The materials of the components forming the input screen 12 are not limited to those specified above. Rather, other materials can be used, so far as they serve to achieve the object of the present invention.
As has been described above, a plurality of optically opaque layers 21 is formed in the circumferential surface of each columnar crystal 17. These layers 21 absorb or reflect any light beam propagating sideways, before the light beam reaches the photoelectric layer 18. The input screen 12, having the optically opaque layers 21, can prevent degradation of the resolving power of the X-ray imaging tube.
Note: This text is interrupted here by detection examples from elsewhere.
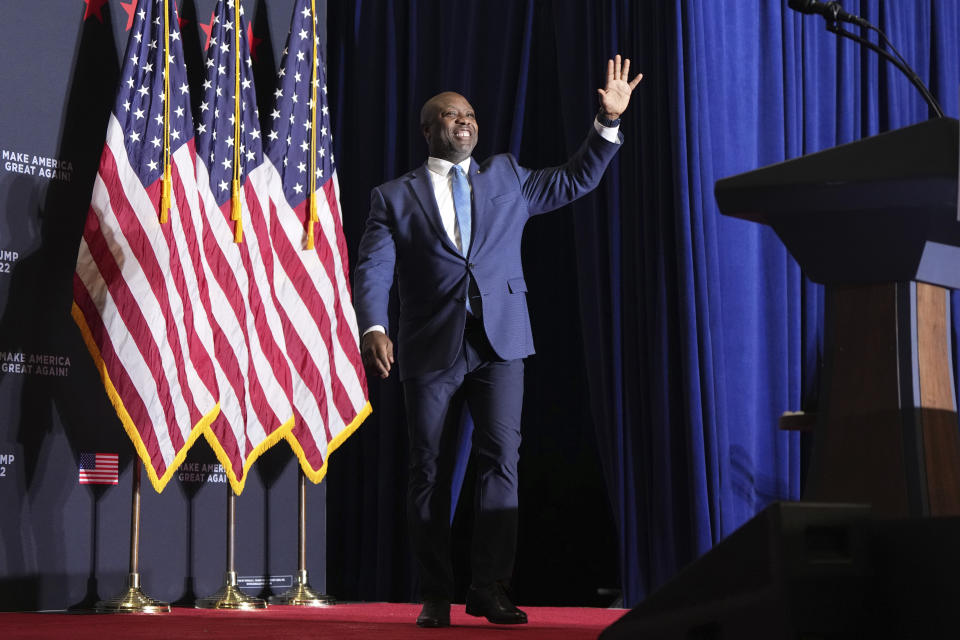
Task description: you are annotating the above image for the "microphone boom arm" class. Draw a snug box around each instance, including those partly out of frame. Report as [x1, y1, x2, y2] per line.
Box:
[827, 19, 944, 118]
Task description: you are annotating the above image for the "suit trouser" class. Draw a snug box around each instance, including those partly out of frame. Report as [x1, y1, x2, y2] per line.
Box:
[403, 320, 523, 600]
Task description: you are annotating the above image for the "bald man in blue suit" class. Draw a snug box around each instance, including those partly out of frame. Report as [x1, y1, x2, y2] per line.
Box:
[354, 55, 641, 627]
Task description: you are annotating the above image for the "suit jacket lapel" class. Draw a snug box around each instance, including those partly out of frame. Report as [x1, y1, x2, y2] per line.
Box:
[410, 163, 460, 255]
[468, 158, 490, 256]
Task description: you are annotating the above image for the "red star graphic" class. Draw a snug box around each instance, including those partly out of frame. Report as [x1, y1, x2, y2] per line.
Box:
[120, 0, 137, 31]
[83, 0, 107, 23]
[197, 11, 217, 51]
[247, 20, 263, 60]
In other words, it helps to impart high resolution to the X-ray imaging tube.
When the present invention was applied to an X-ray imaging tube whose input screen has an effective diameter of 9 inches, the tube exhibited resolution of 60Rp/cm, whereas the conventional X-ray image tube having a 9-inch input screen had only 501p/cm.

Claims

1. An X-ray imaging tube which comprises:

a vacuum envelope (11) having an input end and an output end;

an input screen (12) comprising a substrate (16) located in the input end of said envelope (11), an input phosphor layer (17) formed on said substrate (16) and comprising a number of columnar phosphor crystals (17a), and a photoelectric layer (18) formed directly or indirectly on said input phosphor layer (17);

an output screen (14) located in the output end of said envelope (11);

an anode located (13) in the output end of said envelope (11);

a beam-converging electrode (15) located in said envelope (11) and extending along the inner surface of said envelope (11); and

a plurality of optically opaque layers (21) formed in each columnar crystal and extending from the surface thereof.

2. An X-ray imaging tube according to claim 1, characterized in that said optically opaque layers (21) are made of a metal selected from the group consisting of aluminum, chromium, and nickel.
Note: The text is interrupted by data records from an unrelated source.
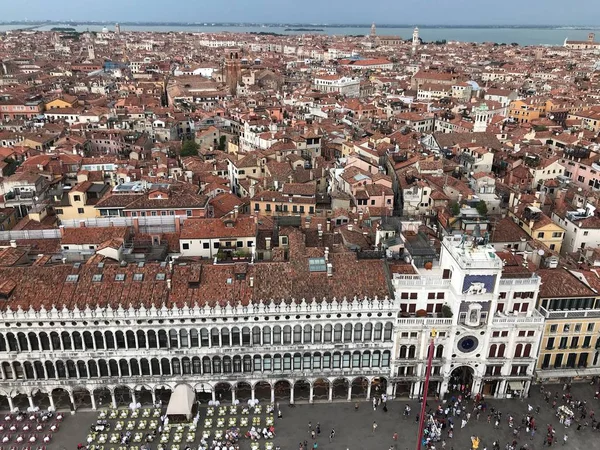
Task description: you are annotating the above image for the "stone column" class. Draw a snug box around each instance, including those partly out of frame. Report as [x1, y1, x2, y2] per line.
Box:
[69, 392, 77, 412]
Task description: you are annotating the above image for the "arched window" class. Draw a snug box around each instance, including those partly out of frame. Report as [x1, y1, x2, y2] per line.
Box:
[333, 323, 343, 342]
[140, 358, 152, 375]
[202, 356, 212, 374]
[28, 331, 40, 351]
[515, 344, 523, 358]
[200, 328, 210, 347]
[313, 325, 323, 344]
[263, 355, 273, 370]
[252, 327, 260, 345]
[104, 331, 115, 348]
[108, 359, 119, 377]
[169, 330, 179, 348]
[56, 361, 67, 378]
[192, 356, 202, 375]
[158, 330, 169, 348]
[381, 350, 390, 367]
[49, 331, 60, 350]
[243, 355, 252, 373]
[119, 359, 130, 377]
[273, 325, 281, 345]
[283, 325, 292, 344]
[302, 353, 311, 370]
[40, 332, 50, 350]
[231, 327, 242, 347]
[242, 327, 250, 347]
[181, 357, 192, 375]
[160, 358, 171, 375]
[363, 323, 373, 342]
[223, 356, 231, 373]
[17, 332, 29, 351]
[126, 330, 137, 349]
[373, 323, 383, 341]
[213, 356, 221, 373]
[371, 345, 382, 367]
[263, 327, 271, 345]
[150, 358, 160, 375]
[233, 355, 242, 373]
[179, 328, 190, 348]
[294, 325, 302, 344]
[136, 330, 147, 348]
[398, 345, 408, 359]
[148, 330, 158, 348]
[221, 327, 231, 347]
[383, 322, 394, 342]
[361, 351, 371, 367]
[435, 344, 444, 358]
[408, 345, 417, 359]
[171, 358, 181, 375]
[344, 323, 352, 342]
[88, 361, 99, 378]
[129, 359, 140, 377]
[354, 323, 362, 342]
[77, 360, 88, 378]
[302, 325, 312, 344]
[190, 328, 200, 348]
[496, 344, 506, 358]
[73, 331, 83, 350]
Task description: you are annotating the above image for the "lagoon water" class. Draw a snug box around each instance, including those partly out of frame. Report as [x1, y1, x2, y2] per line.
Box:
[0, 23, 600, 45]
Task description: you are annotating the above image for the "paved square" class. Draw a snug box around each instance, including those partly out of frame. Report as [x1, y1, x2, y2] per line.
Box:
[50, 383, 600, 450]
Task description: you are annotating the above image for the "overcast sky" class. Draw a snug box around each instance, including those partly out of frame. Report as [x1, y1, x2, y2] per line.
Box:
[0, 0, 600, 26]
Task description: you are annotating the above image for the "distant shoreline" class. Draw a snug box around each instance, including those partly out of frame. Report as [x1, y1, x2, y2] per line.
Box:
[0, 20, 600, 31]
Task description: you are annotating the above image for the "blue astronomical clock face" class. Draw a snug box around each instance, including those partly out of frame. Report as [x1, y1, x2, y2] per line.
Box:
[458, 336, 479, 353]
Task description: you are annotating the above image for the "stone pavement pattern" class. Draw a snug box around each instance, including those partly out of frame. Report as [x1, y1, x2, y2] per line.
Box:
[51, 383, 600, 450]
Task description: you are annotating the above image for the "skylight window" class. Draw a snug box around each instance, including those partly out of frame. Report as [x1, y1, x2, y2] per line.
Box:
[308, 258, 327, 272]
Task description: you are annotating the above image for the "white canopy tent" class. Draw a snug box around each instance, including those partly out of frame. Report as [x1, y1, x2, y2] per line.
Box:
[167, 384, 196, 420]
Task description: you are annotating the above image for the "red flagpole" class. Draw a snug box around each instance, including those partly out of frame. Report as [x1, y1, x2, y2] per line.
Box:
[417, 330, 436, 450]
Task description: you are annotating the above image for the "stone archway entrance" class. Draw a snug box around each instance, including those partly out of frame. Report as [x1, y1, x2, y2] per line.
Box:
[313, 378, 330, 401]
[275, 380, 292, 402]
[351, 377, 369, 399]
[235, 381, 252, 403]
[333, 378, 350, 399]
[448, 366, 474, 394]
[215, 382, 232, 403]
[294, 380, 310, 402]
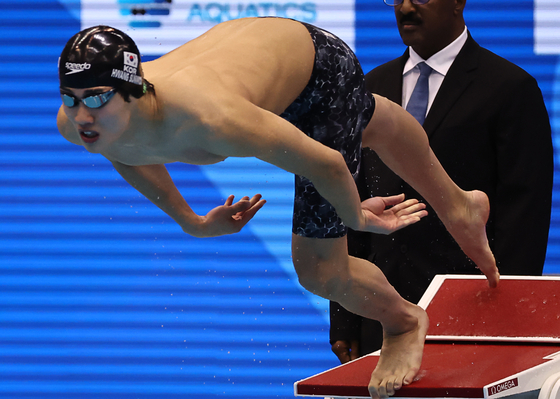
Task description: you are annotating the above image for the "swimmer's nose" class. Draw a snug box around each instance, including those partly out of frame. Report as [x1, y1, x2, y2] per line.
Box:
[74, 104, 93, 125]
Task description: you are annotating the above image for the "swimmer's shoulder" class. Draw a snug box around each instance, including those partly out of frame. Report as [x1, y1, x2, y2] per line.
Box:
[56, 107, 81, 145]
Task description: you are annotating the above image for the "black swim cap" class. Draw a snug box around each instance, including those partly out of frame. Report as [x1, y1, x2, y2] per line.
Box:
[58, 25, 144, 98]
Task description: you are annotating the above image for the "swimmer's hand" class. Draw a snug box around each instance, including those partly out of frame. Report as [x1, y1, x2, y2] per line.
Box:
[190, 194, 266, 237]
[360, 194, 428, 234]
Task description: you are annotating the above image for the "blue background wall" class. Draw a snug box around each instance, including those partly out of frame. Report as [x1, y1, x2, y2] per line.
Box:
[0, 0, 560, 399]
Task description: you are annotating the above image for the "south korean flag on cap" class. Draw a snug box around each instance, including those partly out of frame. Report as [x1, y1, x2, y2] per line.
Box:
[123, 51, 138, 68]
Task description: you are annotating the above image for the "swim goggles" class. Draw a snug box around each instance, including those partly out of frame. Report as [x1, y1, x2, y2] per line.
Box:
[60, 89, 117, 108]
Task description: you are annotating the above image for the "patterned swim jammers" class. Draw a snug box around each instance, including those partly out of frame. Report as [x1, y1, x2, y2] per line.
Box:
[280, 23, 375, 238]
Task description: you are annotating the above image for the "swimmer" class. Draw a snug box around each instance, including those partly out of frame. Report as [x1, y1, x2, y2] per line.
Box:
[57, 18, 499, 398]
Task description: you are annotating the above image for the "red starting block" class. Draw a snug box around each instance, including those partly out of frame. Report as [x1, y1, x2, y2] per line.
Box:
[294, 275, 560, 399]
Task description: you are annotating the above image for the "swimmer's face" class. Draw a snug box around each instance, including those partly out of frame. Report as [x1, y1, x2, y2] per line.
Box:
[60, 86, 130, 153]
[395, 0, 465, 59]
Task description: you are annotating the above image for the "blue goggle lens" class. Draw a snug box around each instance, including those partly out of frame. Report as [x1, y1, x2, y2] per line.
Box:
[61, 89, 116, 108]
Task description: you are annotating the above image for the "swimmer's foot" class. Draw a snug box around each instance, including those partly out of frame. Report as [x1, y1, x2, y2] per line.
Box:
[442, 190, 500, 287]
[368, 304, 429, 399]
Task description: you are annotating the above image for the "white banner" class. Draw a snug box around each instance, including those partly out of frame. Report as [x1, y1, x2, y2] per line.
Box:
[534, 0, 560, 54]
[81, 0, 355, 56]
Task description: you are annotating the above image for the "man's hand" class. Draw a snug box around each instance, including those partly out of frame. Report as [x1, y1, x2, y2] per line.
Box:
[331, 340, 360, 364]
[362, 194, 428, 234]
[190, 194, 266, 237]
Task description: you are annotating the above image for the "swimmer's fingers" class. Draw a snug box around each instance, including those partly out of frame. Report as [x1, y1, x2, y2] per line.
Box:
[391, 199, 428, 217]
[232, 194, 266, 223]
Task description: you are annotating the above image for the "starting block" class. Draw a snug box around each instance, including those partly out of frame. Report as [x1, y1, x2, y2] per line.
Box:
[294, 275, 560, 399]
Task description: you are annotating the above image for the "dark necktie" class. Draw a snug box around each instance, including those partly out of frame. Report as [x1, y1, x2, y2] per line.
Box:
[406, 62, 432, 125]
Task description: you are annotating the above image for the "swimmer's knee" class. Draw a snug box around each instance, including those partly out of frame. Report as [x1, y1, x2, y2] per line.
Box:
[292, 236, 349, 299]
[298, 269, 350, 301]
3. A method of manufacturing an X-ray imaging tube, comprising the steps of:

vapor-depositing a predetermined phosphor on a substrate (16), thereby forming on said substrate (16) an input phosphor layer (17) consisting of a number of columnar crystals (17a);

vapor-depositing a predetermined material, thereby forming an optically opaque layer (21) on the tip of each columnar crystal (17a);

sputtering said surface of said optically opaque layer (21), thereby removing a part of said optically opaque layer (21) formed on the tip of said columnar crystal (17a);

vapor-depositing said predetermined phosphor; and

repeating these steps, if necessary, thereby forming a plurality of optically opaque layers (21) in each columnar crystal (17a), which extend from circumferential surface of the columnar crystal (17a).
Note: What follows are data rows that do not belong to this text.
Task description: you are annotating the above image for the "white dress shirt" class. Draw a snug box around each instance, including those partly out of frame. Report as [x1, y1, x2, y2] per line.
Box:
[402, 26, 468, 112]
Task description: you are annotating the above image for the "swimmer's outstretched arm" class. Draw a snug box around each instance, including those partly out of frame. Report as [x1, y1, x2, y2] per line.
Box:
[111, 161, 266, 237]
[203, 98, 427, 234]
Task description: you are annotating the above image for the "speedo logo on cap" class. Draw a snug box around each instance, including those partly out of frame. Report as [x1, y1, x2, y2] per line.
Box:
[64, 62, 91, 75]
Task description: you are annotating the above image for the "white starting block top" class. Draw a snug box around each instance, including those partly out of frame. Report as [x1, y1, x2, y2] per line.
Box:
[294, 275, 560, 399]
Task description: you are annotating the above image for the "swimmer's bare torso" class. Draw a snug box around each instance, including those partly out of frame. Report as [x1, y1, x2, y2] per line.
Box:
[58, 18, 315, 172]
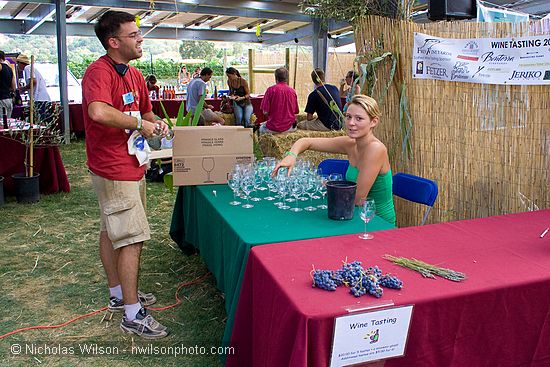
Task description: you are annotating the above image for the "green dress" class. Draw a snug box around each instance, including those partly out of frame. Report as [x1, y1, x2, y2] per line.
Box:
[346, 164, 397, 225]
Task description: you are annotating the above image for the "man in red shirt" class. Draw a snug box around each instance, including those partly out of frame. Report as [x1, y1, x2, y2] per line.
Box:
[82, 11, 168, 339]
[260, 68, 300, 134]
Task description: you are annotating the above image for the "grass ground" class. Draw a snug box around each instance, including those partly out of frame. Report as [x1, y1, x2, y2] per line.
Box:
[0, 141, 226, 367]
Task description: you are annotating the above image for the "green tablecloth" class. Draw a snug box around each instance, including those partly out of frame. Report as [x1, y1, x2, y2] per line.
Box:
[170, 185, 395, 345]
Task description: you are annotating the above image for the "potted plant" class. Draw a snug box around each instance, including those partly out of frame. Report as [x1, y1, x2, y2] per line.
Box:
[8, 56, 63, 203]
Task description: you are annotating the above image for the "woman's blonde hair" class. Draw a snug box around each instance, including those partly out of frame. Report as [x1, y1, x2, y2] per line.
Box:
[349, 94, 381, 119]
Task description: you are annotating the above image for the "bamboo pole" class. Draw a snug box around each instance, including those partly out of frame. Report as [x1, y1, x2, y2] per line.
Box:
[292, 45, 298, 90]
[248, 48, 254, 93]
[28, 55, 34, 177]
[285, 47, 290, 70]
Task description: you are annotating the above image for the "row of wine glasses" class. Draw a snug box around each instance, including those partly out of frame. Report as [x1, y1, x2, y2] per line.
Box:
[228, 157, 332, 212]
[227, 157, 376, 240]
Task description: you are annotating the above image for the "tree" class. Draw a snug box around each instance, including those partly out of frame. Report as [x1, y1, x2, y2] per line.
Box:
[179, 41, 217, 61]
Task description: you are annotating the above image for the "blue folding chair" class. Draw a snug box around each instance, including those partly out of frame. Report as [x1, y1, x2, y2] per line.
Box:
[318, 159, 349, 177]
[393, 172, 438, 225]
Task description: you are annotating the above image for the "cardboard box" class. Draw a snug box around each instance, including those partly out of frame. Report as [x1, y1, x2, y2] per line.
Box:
[172, 126, 254, 186]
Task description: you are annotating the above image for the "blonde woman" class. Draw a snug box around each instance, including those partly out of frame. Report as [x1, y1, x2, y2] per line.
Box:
[273, 94, 396, 224]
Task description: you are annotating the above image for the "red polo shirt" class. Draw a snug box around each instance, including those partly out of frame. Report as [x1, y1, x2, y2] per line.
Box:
[82, 56, 152, 181]
[260, 82, 300, 132]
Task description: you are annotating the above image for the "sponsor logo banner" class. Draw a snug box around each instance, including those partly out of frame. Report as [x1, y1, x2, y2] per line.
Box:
[412, 33, 550, 85]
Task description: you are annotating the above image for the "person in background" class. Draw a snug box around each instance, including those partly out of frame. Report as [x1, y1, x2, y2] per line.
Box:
[16, 54, 50, 102]
[340, 70, 361, 112]
[191, 66, 201, 79]
[260, 68, 300, 134]
[185, 68, 225, 125]
[82, 11, 169, 339]
[298, 69, 343, 131]
[145, 74, 160, 98]
[178, 65, 191, 85]
[272, 94, 396, 225]
[225, 67, 253, 127]
[0, 51, 15, 118]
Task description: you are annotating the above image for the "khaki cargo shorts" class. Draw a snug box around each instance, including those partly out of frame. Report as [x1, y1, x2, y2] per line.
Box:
[90, 173, 151, 250]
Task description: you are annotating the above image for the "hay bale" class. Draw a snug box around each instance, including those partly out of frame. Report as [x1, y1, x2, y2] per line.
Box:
[221, 112, 257, 126]
[259, 130, 347, 165]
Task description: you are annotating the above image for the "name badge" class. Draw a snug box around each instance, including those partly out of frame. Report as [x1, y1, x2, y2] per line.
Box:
[123, 111, 141, 135]
[122, 92, 134, 106]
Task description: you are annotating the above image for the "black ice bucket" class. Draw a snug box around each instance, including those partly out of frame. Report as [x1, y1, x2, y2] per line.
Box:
[327, 181, 357, 220]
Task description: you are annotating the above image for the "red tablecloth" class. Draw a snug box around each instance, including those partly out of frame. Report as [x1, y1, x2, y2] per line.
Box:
[227, 210, 550, 367]
[0, 133, 71, 195]
[151, 96, 265, 123]
[11, 103, 84, 135]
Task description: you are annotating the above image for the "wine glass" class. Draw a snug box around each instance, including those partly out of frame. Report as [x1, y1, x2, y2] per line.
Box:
[289, 177, 304, 212]
[359, 199, 376, 240]
[241, 174, 254, 209]
[202, 157, 214, 183]
[304, 174, 318, 212]
[227, 171, 241, 205]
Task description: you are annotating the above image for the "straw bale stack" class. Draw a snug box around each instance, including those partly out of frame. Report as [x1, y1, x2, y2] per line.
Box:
[355, 17, 550, 226]
[218, 112, 257, 126]
[259, 130, 347, 165]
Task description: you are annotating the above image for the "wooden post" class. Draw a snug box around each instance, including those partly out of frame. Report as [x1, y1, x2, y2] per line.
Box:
[248, 48, 254, 93]
[28, 55, 34, 177]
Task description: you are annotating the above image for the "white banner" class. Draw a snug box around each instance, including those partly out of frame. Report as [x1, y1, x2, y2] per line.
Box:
[330, 306, 413, 367]
[412, 33, 550, 85]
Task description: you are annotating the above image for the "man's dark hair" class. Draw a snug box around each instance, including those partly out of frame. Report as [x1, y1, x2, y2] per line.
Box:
[201, 68, 213, 76]
[94, 10, 136, 50]
[275, 68, 288, 82]
[311, 68, 325, 84]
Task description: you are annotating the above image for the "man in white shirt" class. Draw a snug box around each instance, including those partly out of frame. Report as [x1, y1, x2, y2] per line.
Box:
[185, 68, 225, 125]
[16, 54, 50, 102]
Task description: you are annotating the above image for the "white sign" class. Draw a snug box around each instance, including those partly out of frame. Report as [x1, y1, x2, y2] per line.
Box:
[330, 306, 413, 367]
[412, 33, 550, 85]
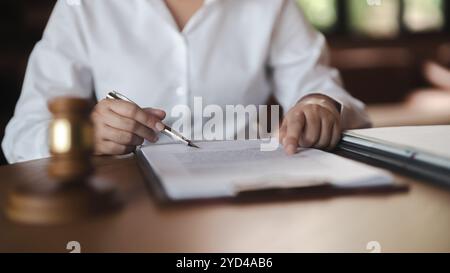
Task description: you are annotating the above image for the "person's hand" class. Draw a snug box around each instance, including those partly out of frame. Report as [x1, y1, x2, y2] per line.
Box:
[91, 99, 166, 155]
[280, 95, 341, 155]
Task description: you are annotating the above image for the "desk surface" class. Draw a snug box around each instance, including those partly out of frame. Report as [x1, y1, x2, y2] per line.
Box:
[0, 154, 450, 252]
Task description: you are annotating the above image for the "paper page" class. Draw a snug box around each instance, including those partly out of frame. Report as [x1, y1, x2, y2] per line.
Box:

4. A method according to claim 3, characterized in that the ion gas used in sputtering said surface of said optically opaque layer is one selected from the group consisting of Ar and F.

5. A method according to claim 3, characterized in that the ion gas used in sputtering said surface of said optically opaque layer is one selected from the group consisting of Ar⁺, F⁺, Xe⁺.